June 21st, 2019
The inclusion of a circular economy module in the Government’s new Climate Action Plan is a “welcome change” according to experts.
A circular economy aims to reduce waste at all stages of the production cycle and ensure materials are used as efficiently as possible for a reduced carbon output.
Targets in the plan include developing a circular economy action plan and supporting eco-design for Irish companies, as well as aligning with the EU Circular Economy Package finalised in March 2019.
Environmental groups have been calling for a transition from a linear economy to a circular economy for some time.
Cillian Lohan, CEO of the Green Economy Foundation said “it’s great” that that Government are recognising circular economy as “a tool for climate action”.
Mr Lohan said, however, it was “disappointing” that the plan appears to make circular economy and waste “synonymous”.
He said that goal 135 in the plan, developing the circular economy action plan, would be “crucial” as to how we move forward as a country.
“It needs to be a move from a linear to circular economic model,” he said.
CEO of the Rediscovery Centre, Dr Sarah Miller said that governance and oversight of the plan will be “essential” to turn it from a “plan into action”.
With regards the proposed circular economy action plan, Dr Miller said that it is “long overdue”, adding that it should be “prioritised and fast-tracked”.
Public consultation on the action plan is due to begin in the third quarter of 2019 in advance of publication in the second quarter of 2020.
“If we’re going to transition, we need a plan that doesn’t just focus on waste.
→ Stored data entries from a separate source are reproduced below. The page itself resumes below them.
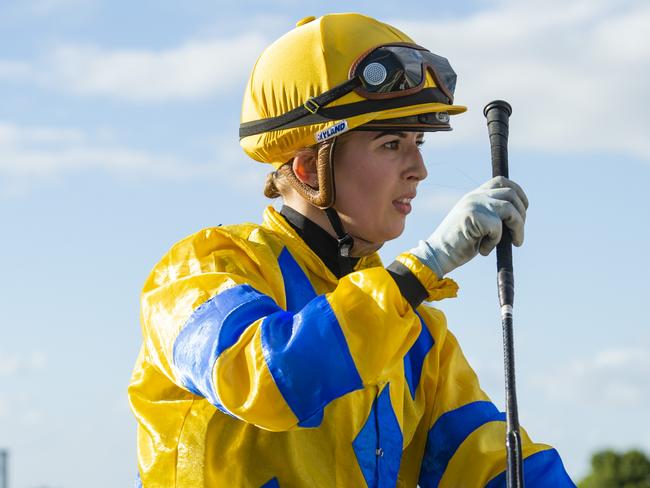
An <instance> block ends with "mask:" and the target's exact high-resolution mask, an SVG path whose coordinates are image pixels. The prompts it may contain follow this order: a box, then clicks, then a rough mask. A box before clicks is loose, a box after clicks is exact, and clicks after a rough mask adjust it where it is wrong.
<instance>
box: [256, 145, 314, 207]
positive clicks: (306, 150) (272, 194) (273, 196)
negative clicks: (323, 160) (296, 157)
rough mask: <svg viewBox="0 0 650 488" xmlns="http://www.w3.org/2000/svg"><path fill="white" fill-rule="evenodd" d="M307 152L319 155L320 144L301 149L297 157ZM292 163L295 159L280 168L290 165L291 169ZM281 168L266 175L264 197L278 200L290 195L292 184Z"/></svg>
mask: <svg viewBox="0 0 650 488" xmlns="http://www.w3.org/2000/svg"><path fill="white" fill-rule="evenodd" d="M305 152H310V153H312V154H313V155H316V154H317V153H318V144H314V145H313V146H307V147H303V148H300V149H298V150H297V151H296V155H298V154H300V153H305ZM292 162H293V158H292V159H290V160H289V161H287V162H286V163H284V164H283V165H282V166H280V168H283V167H284V166H286V165H289V168H291V163H292ZM280 168H278V169H276V170H275V171H271V172H270V173H269V174H268V175H266V182H265V183H264V196H265V197H267V198H278V197H281V196H283V195H286V194H287V193H288V190H289V189H290V188H291V184H290V183H289V180H288V178H287V176H286V174H285V173H284V172H283V171H280ZM291 171H292V172H293V168H291Z"/></svg>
It’s about managing how we live, the consumption, production and distribution of products as well,” Ms Miller added.
“It’s important to remember that 40 per cent of carbon associated with products comes from their production and less than 2 per cent comes from the waste management,” she said.
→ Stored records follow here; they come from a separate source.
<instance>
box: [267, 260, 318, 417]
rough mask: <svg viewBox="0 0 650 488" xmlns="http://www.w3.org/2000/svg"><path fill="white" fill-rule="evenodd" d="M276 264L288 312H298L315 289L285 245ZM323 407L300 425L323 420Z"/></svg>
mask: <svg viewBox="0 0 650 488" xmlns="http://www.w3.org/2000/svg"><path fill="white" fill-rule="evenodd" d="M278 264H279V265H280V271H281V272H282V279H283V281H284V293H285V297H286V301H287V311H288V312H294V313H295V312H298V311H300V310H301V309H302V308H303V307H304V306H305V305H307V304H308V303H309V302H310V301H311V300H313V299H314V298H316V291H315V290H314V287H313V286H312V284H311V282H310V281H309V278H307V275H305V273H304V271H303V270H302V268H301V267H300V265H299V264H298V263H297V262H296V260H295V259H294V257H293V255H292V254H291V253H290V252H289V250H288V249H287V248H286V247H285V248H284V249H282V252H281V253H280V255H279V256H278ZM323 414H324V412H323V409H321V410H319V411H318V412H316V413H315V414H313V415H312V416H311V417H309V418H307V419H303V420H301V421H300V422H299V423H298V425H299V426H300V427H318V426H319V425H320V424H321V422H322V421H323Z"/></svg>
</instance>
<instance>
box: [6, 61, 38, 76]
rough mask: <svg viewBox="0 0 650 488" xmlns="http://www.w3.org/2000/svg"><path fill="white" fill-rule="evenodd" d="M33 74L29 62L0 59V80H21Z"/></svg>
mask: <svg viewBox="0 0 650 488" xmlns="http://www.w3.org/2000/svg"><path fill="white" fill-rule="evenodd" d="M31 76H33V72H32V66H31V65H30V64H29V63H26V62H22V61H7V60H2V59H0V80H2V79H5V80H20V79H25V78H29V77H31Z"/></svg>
Simon O’Rafferty, strategy designer and author of the study ‘Moving Ireland towards the Circular Economy’, said the public consultation process moving forward should be “deliberative and co-creative”.
He also believes that Ireland needs to support the emergence of innovative start-ups that are “enabling circular business models and future jobs”.
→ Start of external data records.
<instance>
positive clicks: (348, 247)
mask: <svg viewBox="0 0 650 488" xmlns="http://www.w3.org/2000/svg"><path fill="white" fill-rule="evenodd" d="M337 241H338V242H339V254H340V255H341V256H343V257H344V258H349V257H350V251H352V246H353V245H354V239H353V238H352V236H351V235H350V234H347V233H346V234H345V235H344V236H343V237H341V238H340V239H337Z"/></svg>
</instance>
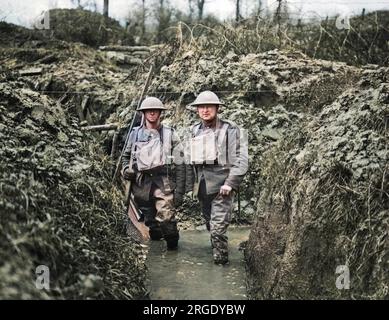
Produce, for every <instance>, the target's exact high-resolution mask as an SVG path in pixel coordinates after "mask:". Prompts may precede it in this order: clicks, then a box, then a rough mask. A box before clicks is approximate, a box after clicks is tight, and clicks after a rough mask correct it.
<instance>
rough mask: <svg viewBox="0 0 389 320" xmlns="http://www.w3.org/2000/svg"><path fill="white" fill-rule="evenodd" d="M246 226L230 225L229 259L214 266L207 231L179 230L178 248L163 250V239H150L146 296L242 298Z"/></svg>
mask: <svg viewBox="0 0 389 320" xmlns="http://www.w3.org/2000/svg"><path fill="white" fill-rule="evenodd" d="M249 232H250V228H249V227H240V226H239V227H235V226H234V227H230V228H229V229H228V237H229V261H230V263H229V264H228V265H225V266H220V265H215V264H214V263H213V259H212V249H211V243H210V237H209V232H208V231H207V230H184V231H180V242H179V248H178V250H177V251H166V245H165V243H164V242H163V241H152V242H150V247H149V253H148V257H147V261H146V264H147V267H148V270H149V284H148V287H149V292H150V294H149V296H150V298H151V299H153V300H160V299H164V300H189V299H193V300H197V299H210V300H213V299H220V300H244V299H247V297H246V273H245V263H244V257H243V251H241V250H239V246H240V244H241V243H242V242H244V241H246V240H247V239H248V236H249Z"/></svg>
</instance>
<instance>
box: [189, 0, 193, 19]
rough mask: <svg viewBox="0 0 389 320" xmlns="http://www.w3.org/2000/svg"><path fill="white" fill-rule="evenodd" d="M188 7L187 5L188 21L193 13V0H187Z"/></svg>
mask: <svg viewBox="0 0 389 320" xmlns="http://www.w3.org/2000/svg"><path fill="white" fill-rule="evenodd" d="M188 7H189V21H192V19H193V13H194V7H193V0H188Z"/></svg>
“Ireland has some possible advantages in the digital and tech sectors which can drive the underlying services and data infrastructures for a circular economy,” he said.
“We are not yet capturing the true potential of a circular sharing economy, digital manufacturing methods, artificial intelligence and block-chain, digital services and social innovation,” he added.
Mr O’Rafferty also maintained that Ireland needs to look at its physical infrastructure.
“We need to consider reintroducing reprocessing infrastructure in Ireland. We already have one of Europe’s largest PET drink bottles reprocessing companies in Ireland providing decent jobs, so we need to start developing further,” he said.